FCC unveils updated reforms for business internet connections
The Federal Communications Commission (FCC) on Friday proposed new rules that would bring reforms to a lucrative market for broadband connections used by some of the country’s biggest businesses.
The rules concern the so-called special access market for dedicated, high-capacity broadband connections. Such a connection might be used to link an ATM to a bank’s network or to bring broadband to a cell tower.
{mosads}It’s an obscure but lucrative field where some companies have long complained that major players dominate the market and abuse their market power.
“This is about consumers,” FCC Chairman Tom Wheeler said earlier this year when the commission voted to formally consider his proposal, which has been modified. “This is about winning the 5G future.”
Under the rules, the FCC would regulate the prices for special access connections that use legacy technology. In general, these legacy technologies are slower than the more modern Ethernet systems but still account for a substantial portion of the revenue generated in the market, according to a senior FCC official.
Ethernet connections will not be regulated in the same way. Instead, there will be a complaint process if the public feels that there are abuses in the market for those connections.
The senior official said the commission had determined that there was enough competition in the market for Ethernet connections that it did not need to implement strict price regulation over those deals.
Industry groups said they were glad to see the FCC has not put price caps on Ethernet but expressed dismay over the price caps on legacy services.
“Chairman Wheeler’s draft order appropriately recognizes that companies are investing and competing in BDS, and that price regulation of packet-based IP technologies is both unwarranted and unwise,” said Walter McCormick, president of the trade group USTelecom, in a statement.

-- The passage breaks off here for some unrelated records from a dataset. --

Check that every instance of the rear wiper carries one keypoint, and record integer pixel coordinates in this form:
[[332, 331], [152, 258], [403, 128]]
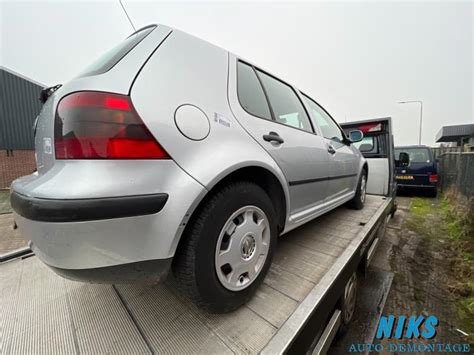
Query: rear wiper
[[46, 93]]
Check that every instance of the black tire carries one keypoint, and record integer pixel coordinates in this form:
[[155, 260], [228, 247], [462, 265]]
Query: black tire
[[358, 200], [194, 263], [347, 304], [432, 192]]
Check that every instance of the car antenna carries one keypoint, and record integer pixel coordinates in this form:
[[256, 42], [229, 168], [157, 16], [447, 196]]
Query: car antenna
[[126, 14]]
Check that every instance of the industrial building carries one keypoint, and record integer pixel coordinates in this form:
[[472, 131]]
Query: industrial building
[[18, 110]]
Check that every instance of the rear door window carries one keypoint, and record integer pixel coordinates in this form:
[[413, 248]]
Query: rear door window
[[286, 106], [106, 62], [368, 144], [416, 155], [328, 127], [250, 92]]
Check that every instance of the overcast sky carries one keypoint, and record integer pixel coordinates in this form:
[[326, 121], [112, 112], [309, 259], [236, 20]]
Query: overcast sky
[[358, 59]]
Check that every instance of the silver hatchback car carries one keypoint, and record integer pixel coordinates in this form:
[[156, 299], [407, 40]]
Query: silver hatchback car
[[172, 153]]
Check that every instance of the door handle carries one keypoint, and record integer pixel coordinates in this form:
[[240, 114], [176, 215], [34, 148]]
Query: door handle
[[273, 137], [331, 149]]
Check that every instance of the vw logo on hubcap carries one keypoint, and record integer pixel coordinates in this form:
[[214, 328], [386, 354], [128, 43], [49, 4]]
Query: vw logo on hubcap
[[248, 247]]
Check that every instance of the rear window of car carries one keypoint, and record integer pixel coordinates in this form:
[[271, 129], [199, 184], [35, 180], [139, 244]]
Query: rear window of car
[[416, 155], [110, 58], [367, 145]]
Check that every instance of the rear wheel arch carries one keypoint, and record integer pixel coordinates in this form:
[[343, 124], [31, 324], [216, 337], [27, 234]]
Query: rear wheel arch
[[263, 178]]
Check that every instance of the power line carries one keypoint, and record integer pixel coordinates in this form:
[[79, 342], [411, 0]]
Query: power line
[[126, 14]]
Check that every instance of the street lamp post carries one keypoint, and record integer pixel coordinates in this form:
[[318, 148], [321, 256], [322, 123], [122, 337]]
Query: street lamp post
[[421, 115]]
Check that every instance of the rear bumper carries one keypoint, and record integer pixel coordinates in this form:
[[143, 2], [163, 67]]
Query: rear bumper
[[87, 209], [78, 219], [148, 271], [408, 186]]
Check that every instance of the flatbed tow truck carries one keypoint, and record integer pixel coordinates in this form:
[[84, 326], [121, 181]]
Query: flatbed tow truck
[[298, 309]]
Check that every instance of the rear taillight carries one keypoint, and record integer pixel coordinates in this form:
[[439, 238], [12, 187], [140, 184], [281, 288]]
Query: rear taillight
[[97, 125], [433, 178]]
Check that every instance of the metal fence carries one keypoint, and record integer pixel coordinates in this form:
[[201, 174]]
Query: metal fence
[[456, 169]]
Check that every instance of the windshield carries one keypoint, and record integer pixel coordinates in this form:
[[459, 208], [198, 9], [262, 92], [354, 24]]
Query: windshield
[[416, 155], [106, 61]]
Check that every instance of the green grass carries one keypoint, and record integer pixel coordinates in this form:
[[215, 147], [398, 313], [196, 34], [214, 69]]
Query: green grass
[[446, 220]]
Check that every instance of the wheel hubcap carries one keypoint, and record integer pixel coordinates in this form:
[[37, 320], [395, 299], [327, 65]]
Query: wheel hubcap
[[242, 248], [350, 299]]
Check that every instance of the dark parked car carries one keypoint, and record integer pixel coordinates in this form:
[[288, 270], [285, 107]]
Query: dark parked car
[[416, 169]]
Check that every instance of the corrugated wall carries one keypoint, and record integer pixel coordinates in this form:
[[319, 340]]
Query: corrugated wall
[[19, 106]]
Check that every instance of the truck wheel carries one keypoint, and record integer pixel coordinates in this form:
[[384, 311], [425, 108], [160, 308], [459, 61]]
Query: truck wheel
[[359, 199], [227, 248], [348, 303]]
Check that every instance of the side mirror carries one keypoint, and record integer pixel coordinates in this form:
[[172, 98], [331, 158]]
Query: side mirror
[[356, 136], [404, 160]]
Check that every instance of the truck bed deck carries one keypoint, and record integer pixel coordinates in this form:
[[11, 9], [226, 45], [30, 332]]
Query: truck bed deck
[[44, 313]]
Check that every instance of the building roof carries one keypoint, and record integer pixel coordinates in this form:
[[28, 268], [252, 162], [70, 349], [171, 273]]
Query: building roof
[[19, 107], [2, 68], [455, 132]]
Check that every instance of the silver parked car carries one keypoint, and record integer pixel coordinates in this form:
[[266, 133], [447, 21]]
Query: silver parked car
[[172, 153]]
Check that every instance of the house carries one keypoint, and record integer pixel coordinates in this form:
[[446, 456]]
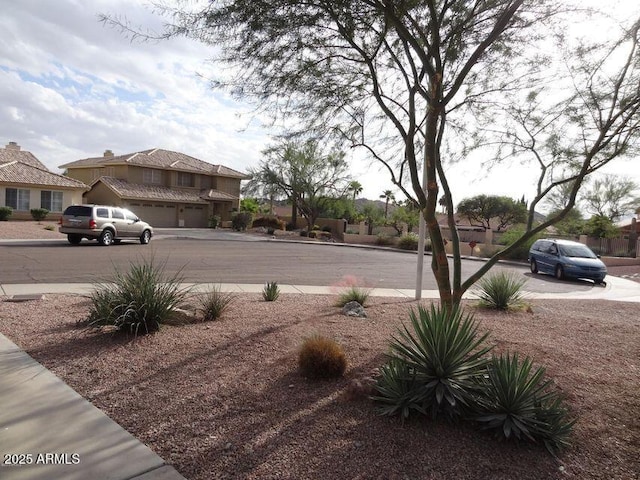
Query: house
[[26, 183], [164, 188]]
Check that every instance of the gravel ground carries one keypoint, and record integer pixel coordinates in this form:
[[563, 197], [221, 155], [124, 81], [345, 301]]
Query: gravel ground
[[225, 400]]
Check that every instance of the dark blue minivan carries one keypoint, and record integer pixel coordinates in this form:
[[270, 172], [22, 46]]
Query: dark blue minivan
[[566, 259]]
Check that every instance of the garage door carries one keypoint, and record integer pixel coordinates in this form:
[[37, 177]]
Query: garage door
[[195, 216], [156, 214]]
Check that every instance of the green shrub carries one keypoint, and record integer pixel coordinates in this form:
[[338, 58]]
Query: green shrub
[[408, 241], [269, 222], [353, 293], [138, 301], [214, 221], [517, 402], [271, 291], [39, 214], [435, 366], [5, 213], [501, 290], [241, 221], [510, 236], [385, 240], [214, 303], [321, 357]]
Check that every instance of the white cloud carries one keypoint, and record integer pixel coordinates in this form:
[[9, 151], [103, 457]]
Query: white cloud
[[71, 87]]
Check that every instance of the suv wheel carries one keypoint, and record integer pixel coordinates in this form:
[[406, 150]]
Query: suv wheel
[[106, 238], [145, 237], [74, 239]]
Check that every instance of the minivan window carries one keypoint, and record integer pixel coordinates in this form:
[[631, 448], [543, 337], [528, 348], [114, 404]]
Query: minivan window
[[102, 212], [579, 251]]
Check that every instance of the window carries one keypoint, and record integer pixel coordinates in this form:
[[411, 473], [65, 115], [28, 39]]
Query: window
[[152, 176], [186, 179], [130, 216], [17, 198], [102, 212], [50, 200], [117, 213]]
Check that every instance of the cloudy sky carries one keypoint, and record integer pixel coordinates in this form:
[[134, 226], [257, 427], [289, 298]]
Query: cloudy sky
[[71, 88]]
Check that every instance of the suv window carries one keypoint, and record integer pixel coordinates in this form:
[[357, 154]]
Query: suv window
[[130, 215], [117, 213], [78, 211], [102, 212]]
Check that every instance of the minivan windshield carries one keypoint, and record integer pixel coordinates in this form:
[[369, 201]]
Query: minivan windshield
[[580, 251]]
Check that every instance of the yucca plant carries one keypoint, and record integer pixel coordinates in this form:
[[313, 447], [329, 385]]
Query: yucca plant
[[271, 292], [518, 403], [137, 301], [441, 358], [353, 293], [214, 303], [501, 291], [398, 390]]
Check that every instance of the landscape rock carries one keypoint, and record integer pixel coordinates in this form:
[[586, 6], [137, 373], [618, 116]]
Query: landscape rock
[[354, 309]]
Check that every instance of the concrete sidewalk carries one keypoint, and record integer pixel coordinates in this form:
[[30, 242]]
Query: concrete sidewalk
[[48, 431]]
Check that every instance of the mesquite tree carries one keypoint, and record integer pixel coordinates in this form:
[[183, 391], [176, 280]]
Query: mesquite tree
[[405, 80]]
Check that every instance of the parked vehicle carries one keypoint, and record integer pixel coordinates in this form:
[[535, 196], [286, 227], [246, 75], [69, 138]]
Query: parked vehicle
[[566, 259], [103, 223]]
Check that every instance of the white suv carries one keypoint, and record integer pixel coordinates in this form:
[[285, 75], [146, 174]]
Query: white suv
[[103, 223]]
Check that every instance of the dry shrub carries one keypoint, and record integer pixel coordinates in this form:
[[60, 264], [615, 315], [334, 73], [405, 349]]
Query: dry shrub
[[321, 357]]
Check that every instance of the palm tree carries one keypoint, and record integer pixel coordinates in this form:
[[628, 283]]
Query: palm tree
[[388, 196], [355, 188]]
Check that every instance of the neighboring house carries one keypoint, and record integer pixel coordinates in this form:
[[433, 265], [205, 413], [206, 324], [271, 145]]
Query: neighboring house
[[26, 183], [164, 188]]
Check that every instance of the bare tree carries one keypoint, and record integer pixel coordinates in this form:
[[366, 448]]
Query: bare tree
[[398, 79]]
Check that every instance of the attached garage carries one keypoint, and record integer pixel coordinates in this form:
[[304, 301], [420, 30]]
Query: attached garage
[[194, 216], [160, 215]]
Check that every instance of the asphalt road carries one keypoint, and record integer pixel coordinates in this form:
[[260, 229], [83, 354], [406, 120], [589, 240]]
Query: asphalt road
[[228, 257]]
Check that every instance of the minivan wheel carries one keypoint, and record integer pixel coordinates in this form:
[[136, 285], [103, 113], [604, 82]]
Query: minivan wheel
[[106, 238], [74, 239], [145, 237]]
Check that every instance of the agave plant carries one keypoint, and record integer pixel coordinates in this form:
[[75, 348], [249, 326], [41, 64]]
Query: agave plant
[[518, 403], [435, 365], [501, 290], [398, 390]]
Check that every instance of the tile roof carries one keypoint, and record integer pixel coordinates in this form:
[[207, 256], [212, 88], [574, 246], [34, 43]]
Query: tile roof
[[8, 155], [25, 173], [159, 158], [128, 190]]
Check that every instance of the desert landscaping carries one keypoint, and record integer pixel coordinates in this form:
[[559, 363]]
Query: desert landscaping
[[226, 399]]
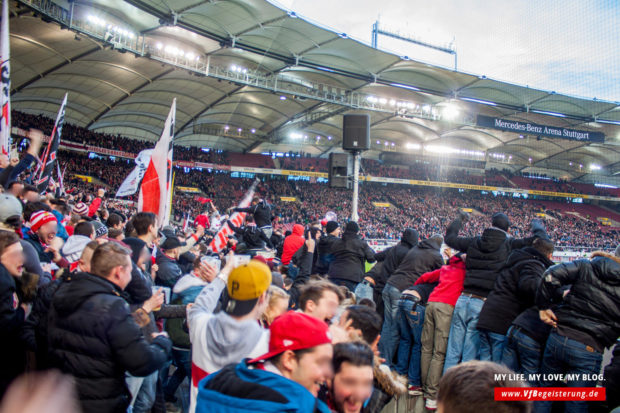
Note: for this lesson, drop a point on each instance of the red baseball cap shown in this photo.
(295, 331)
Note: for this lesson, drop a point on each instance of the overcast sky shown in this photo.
(568, 46)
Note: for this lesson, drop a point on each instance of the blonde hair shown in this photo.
(274, 293)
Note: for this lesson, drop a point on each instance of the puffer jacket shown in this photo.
(93, 336)
(292, 243)
(486, 254)
(350, 254)
(592, 306)
(421, 259)
(392, 257)
(514, 290)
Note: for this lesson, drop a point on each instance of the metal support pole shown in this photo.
(356, 172)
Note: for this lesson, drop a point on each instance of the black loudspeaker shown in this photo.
(356, 132)
(338, 170)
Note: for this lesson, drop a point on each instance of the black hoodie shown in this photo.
(420, 259)
(393, 256)
(514, 290)
(93, 336)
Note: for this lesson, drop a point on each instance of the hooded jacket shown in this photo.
(92, 335)
(238, 388)
(486, 254)
(292, 243)
(592, 307)
(422, 258)
(514, 290)
(218, 339)
(392, 257)
(261, 213)
(450, 279)
(350, 255)
(72, 250)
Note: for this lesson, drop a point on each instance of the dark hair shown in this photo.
(366, 320)
(7, 238)
(313, 291)
(544, 246)
(469, 388)
(30, 188)
(355, 353)
(84, 228)
(142, 221)
(368, 303)
(32, 207)
(113, 219)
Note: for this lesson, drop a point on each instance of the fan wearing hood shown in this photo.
(586, 323)
(422, 258)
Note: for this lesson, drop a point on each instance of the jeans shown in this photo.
(491, 346)
(142, 391)
(351, 285)
(522, 353)
(435, 333)
(364, 290)
(182, 359)
(464, 339)
(389, 332)
(567, 356)
(410, 322)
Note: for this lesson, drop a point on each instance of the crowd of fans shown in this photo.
(279, 313)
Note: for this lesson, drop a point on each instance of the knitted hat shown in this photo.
(80, 209)
(331, 226)
(40, 218)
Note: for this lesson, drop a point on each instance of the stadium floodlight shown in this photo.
(543, 112)
(482, 102)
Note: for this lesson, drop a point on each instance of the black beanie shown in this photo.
(352, 227)
(331, 226)
(500, 221)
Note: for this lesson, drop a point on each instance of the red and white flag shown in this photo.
(5, 86)
(237, 218)
(157, 182)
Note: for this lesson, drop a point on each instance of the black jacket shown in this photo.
(324, 254)
(393, 256)
(252, 236)
(486, 254)
(168, 272)
(350, 254)
(514, 290)
(592, 306)
(261, 213)
(420, 259)
(11, 322)
(92, 335)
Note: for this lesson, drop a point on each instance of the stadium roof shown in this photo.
(249, 76)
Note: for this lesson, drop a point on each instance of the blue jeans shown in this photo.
(410, 322)
(522, 353)
(567, 356)
(389, 332)
(464, 339)
(364, 290)
(491, 346)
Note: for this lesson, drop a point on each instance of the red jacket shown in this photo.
(292, 243)
(450, 279)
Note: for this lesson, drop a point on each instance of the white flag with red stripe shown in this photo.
(156, 185)
(237, 218)
(5, 86)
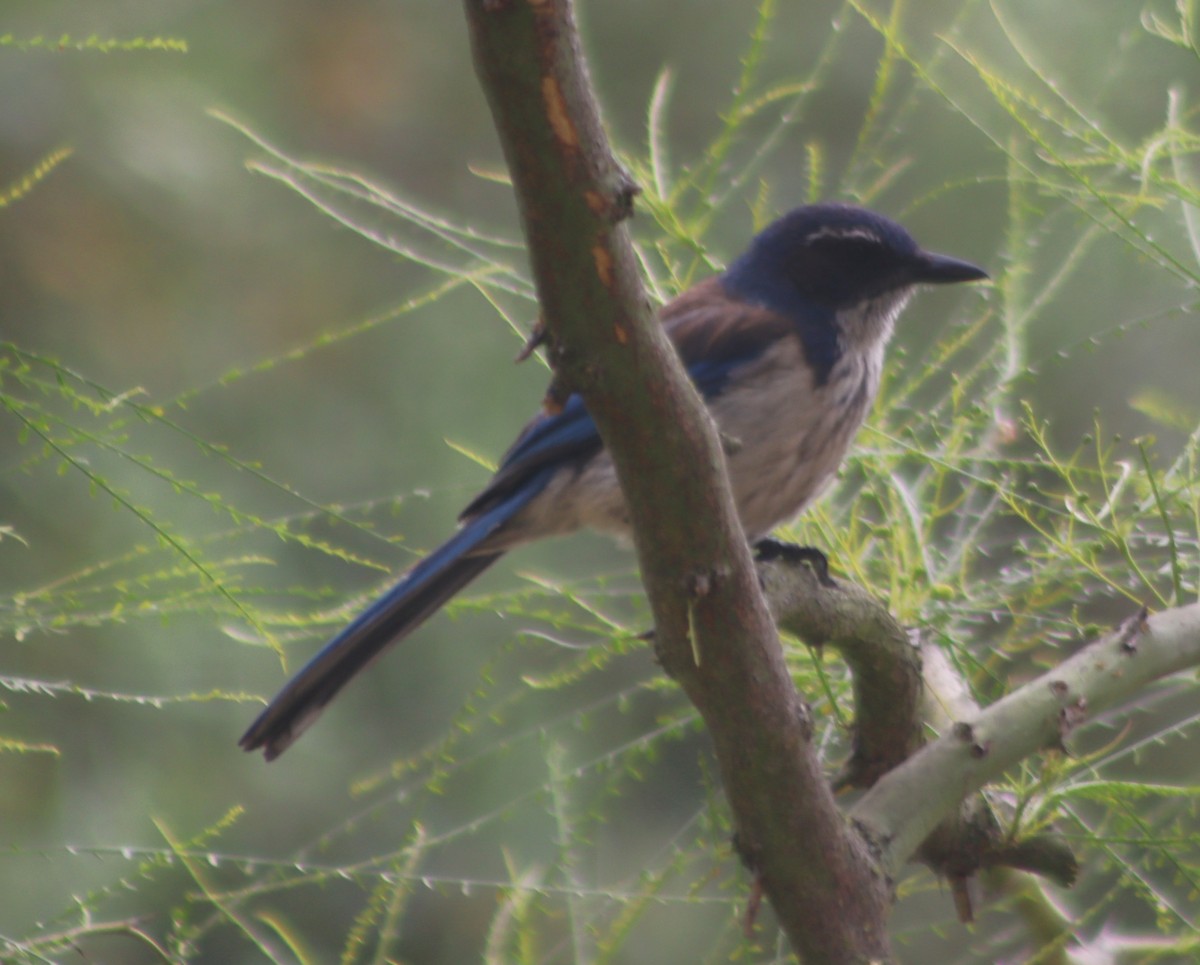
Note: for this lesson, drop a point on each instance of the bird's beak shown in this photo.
(941, 269)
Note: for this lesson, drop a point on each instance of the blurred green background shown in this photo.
(155, 263)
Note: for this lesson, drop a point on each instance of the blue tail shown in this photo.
(389, 619)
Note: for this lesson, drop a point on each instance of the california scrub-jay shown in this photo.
(786, 348)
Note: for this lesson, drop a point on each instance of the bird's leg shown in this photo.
(792, 552)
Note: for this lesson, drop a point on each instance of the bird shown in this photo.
(786, 347)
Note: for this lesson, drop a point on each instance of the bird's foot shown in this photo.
(792, 552)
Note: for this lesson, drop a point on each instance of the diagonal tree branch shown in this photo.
(714, 633)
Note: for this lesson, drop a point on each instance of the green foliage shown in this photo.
(570, 787)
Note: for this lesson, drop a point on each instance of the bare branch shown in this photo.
(907, 803)
(714, 633)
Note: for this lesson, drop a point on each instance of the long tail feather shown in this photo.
(415, 598)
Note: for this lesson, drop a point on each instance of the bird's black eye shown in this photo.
(847, 265)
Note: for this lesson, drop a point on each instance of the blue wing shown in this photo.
(714, 335)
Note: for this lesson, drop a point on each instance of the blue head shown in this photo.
(827, 262)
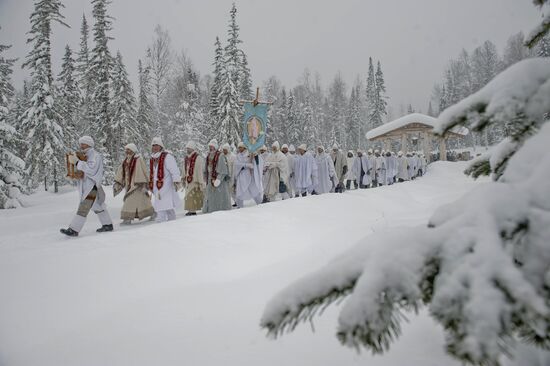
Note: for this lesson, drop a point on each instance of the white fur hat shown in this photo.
(132, 147)
(86, 140)
(191, 145)
(157, 141)
(213, 143)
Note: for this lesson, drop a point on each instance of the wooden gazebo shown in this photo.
(417, 127)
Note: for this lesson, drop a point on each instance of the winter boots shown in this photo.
(105, 228)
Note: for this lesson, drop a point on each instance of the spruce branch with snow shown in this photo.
(480, 266)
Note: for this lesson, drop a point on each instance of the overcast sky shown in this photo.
(413, 39)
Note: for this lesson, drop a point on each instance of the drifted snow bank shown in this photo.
(481, 266)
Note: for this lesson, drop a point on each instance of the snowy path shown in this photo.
(191, 292)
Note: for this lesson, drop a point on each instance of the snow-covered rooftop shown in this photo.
(407, 120)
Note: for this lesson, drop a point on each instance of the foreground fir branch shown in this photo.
(482, 264)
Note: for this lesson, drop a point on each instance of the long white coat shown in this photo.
(356, 169)
(248, 176)
(291, 175)
(326, 174)
(403, 168)
(93, 175)
(305, 171)
(167, 198)
(380, 167)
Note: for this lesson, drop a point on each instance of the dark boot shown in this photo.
(69, 232)
(105, 228)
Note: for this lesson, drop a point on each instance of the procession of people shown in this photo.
(223, 179)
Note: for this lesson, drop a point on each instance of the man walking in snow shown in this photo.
(291, 186)
(133, 176)
(164, 181)
(193, 179)
(248, 170)
(326, 175)
(305, 170)
(276, 173)
(340, 166)
(92, 196)
(218, 179)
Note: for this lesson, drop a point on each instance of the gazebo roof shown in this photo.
(413, 118)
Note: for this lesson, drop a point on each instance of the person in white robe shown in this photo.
(305, 171)
(412, 166)
(193, 179)
(230, 157)
(390, 167)
(361, 169)
(164, 182)
(350, 175)
(402, 167)
(91, 193)
(371, 175)
(380, 169)
(291, 186)
(326, 175)
(247, 171)
(276, 172)
(340, 166)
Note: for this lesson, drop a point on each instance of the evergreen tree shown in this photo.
(373, 118)
(125, 126)
(228, 128)
(246, 81)
(160, 60)
(11, 166)
(42, 120)
(216, 83)
(233, 54)
(145, 110)
(381, 103)
(101, 65)
(85, 80)
(293, 127)
(68, 98)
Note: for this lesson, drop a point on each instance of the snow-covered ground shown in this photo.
(191, 291)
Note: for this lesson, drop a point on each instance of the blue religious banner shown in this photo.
(254, 125)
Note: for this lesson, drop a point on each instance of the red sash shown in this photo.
(132, 169)
(214, 174)
(190, 166)
(160, 171)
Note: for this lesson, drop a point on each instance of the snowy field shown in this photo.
(191, 291)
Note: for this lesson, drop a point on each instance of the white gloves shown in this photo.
(73, 159)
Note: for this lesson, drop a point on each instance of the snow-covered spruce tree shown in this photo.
(216, 83)
(68, 98)
(246, 80)
(233, 54)
(381, 97)
(144, 116)
(42, 121)
(101, 65)
(160, 60)
(85, 80)
(11, 166)
(481, 264)
(123, 110)
(337, 111)
(373, 119)
(229, 111)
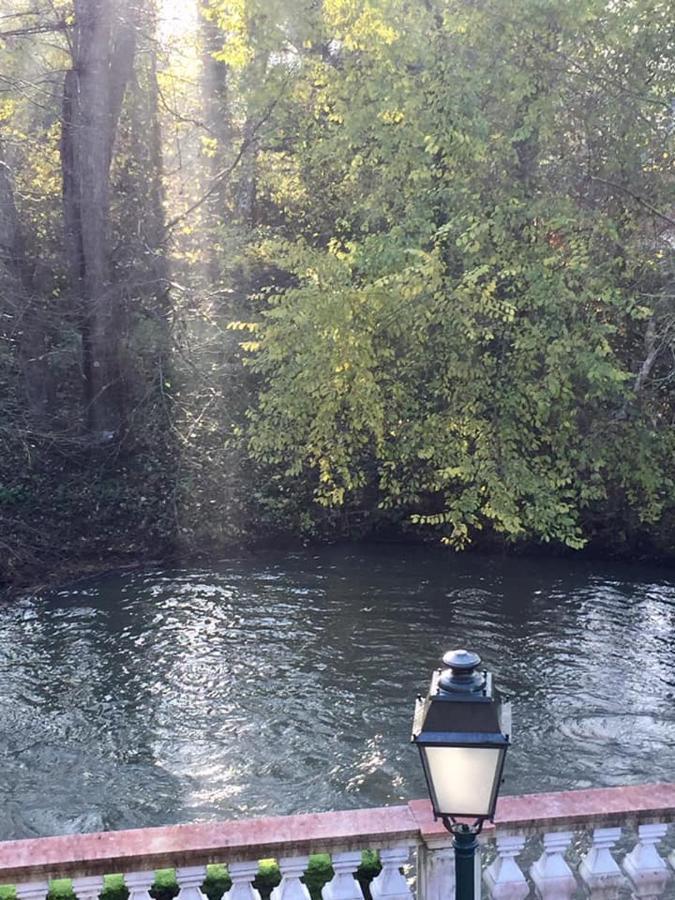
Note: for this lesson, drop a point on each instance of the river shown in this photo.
(285, 682)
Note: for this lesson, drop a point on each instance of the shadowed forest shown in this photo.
(316, 269)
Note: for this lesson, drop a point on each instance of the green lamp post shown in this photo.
(462, 729)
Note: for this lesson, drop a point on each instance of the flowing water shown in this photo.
(285, 683)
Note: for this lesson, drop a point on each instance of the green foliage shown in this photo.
(218, 881)
(476, 244)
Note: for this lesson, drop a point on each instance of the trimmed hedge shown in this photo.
(218, 881)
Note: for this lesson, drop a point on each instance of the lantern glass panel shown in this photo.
(463, 779)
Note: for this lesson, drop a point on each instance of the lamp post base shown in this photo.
(465, 844)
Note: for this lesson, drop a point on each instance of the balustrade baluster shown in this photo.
(139, 884)
(242, 875)
(390, 883)
(190, 880)
(88, 887)
(343, 885)
(504, 878)
(33, 890)
(551, 874)
(291, 888)
(599, 870)
(644, 865)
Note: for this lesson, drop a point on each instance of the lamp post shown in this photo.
(462, 729)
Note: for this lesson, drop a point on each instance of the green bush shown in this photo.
(218, 881)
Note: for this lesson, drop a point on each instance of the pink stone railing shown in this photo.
(603, 842)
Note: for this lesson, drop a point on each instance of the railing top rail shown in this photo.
(187, 845)
(596, 807)
(184, 845)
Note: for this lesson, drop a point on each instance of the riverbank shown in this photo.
(51, 574)
(257, 685)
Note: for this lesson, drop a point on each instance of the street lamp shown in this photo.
(462, 729)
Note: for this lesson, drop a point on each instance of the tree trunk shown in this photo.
(26, 315)
(103, 52)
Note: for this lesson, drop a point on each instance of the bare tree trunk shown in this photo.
(26, 316)
(103, 54)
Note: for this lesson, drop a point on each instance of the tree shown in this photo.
(103, 52)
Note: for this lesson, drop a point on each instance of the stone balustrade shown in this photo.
(601, 843)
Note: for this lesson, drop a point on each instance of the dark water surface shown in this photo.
(286, 683)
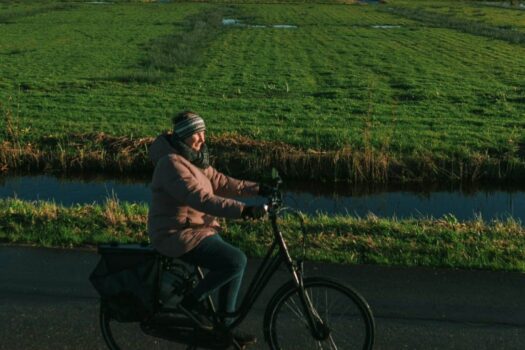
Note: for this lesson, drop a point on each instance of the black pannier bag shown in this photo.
(127, 279)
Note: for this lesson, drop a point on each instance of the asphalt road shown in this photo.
(47, 302)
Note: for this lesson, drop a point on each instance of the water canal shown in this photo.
(496, 203)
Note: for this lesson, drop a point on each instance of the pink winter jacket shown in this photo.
(186, 200)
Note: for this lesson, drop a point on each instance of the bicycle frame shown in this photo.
(268, 267)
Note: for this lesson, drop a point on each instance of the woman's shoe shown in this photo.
(244, 339)
(193, 309)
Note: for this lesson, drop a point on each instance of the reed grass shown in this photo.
(244, 157)
(440, 242)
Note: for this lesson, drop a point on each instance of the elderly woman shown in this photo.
(188, 195)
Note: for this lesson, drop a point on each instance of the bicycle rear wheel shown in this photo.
(347, 316)
(130, 335)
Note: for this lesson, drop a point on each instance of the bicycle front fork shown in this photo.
(318, 327)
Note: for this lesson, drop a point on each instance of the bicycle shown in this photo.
(304, 313)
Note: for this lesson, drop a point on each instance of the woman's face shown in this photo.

“We are concerned, however, that the order appears to apply indiscriminate price regulation to legacy TDM services without regard to the state of competition in the local market, or economic factors such as company size, demographics, and geography of the service area.”
There are others who may think the FCC has not gone far enough. Some public interest advocates earlier this week said in a letter to Wheeler and other commissioners that they should impose rate regulation on Ethernet service as well.
The draft proposal has been circulated to all members of the commission. But officials there have yet to decide when to bring it up for a vote — but they could do so as early as late October.